No anúncio da Fundação Gairdner, que premiou outros seis cientistas neste ano, o reconhecimento de Victora foi justificado, em primeiro lugar, pelas pesquisas que ele desenvolveu a respeito do aleitamento materno. “Possivelmente, a maior contribuição do Dr. Victora à saúde pública foi seu trabalho nos anos de 1980, com o primeiro estudo mostrando a importância da amamentação exclusiva para prevenir a mortalidade infantil”, destacaram os organizadores do prêmio.

Recomendação mundial De volta ao Brasil em 1983, o médico se associou ao colega Fernando C. Barros, da Universidade de Pelotas, nos estudos de coorte que, até hoje, acompanham 6 mil pessoas nascidas no município. No início, a ideia era medir mortalidade infantil e número de prematuros, mas, com o tempo, o trabalho se mostrou muito mais revelador.

Em meados da década, Victora resolveu aplicar alguns métodos mais modernos de epidemiologia que, nos países desenvolvidos, estavam sendo usados para investigar doenças crônicas. “Tive a ideia de aplicá-los para a mortalidade infantil”, diz. Naquela época, era comum dar chá, suco e água para recém-nascidos. O pediatra resolveu investigar se isso teria influência no número de óbitos e fez um estudo em 10 cidades do Rio Grande do Sul. O resultado foi impressionante. As crianças que eram alimentadas exclusivamente com leite materno até os 6 meses de vida tinham risco 14 vezes menor de morrer por diarreia e 3,6 vezes menor por doenças respiratórias.

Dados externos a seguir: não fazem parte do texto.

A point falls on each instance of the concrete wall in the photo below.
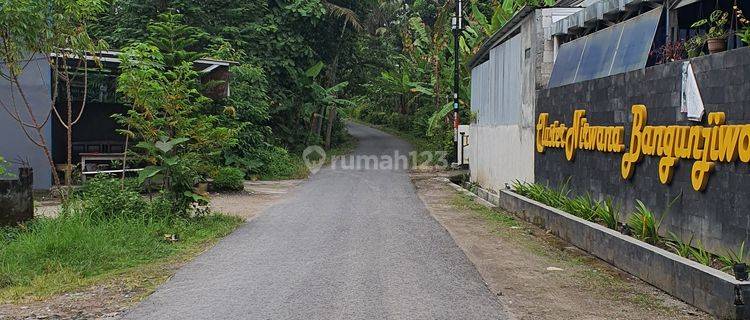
(16, 198)
(13, 143)
(504, 98)
(711, 290)
(717, 216)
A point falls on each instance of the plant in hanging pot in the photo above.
(742, 32)
(716, 37)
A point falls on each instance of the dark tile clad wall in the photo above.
(720, 215)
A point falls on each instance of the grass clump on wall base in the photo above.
(642, 224)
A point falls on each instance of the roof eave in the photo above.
(490, 42)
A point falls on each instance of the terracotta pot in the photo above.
(717, 45)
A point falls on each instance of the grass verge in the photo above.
(590, 271)
(53, 255)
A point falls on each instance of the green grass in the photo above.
(49, 256)
(466, 202)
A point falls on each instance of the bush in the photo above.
(229, 178)
(103, 198)
(399, 122)
(279, 164)
(379, 118)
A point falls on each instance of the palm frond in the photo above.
(350, 17)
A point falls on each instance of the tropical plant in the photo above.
(716, 22)
(742, 32)
(229, 178)
(557, 198)
(679, 247)
(701, 255)
(644, 225)
(695, 45)
(582, 206)
(176, 140)
(607, 214)
(733, 257)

Graças a essa descoberta, depois confirmada por outros pesquisadores que repetiram o estudo em vários países, a Organização Mundial da Saúde (OMS) e o Fundo das Nações Unidas para a Infância (Unicef) reviram as recomendações sobre aleitamento exclusivo até os seis meses de vida.

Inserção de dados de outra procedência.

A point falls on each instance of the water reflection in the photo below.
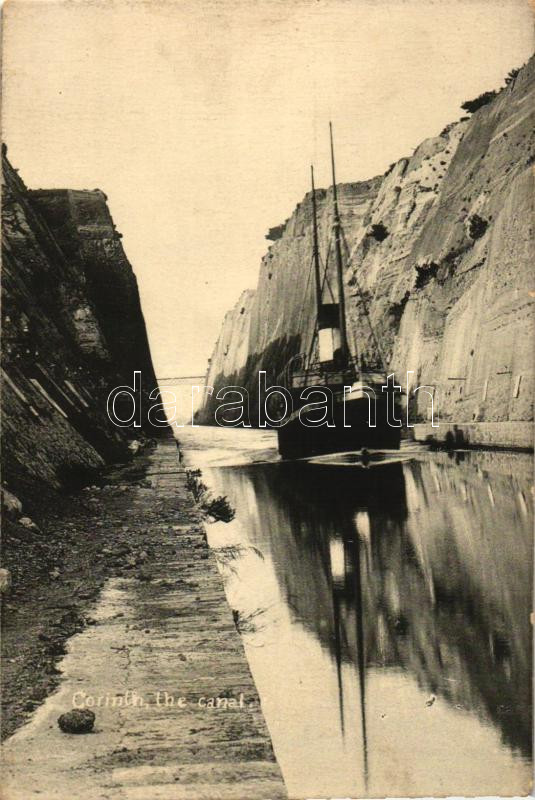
(398, 658)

Segundo o médico, existem algumas hipóteses que explicam a associação entre a oferta de água, suco e chá aos bebês e o aumento nos casos de morte. “Em primeiro lugar, a mortalidade maior era nas famílias mais pobres, que não tinham acesso a saneamento. A má higienização da água poderia introduzir bactérias e contaminar os bebês. Além disso, o estômago do recém-nascido é muito pequeno, do tamanho de uma colher de sopa. Ao ingerir mais líquido, ele mama menos e deixa de receber todas as substâncias do leite materno que evitam infecções”, diz.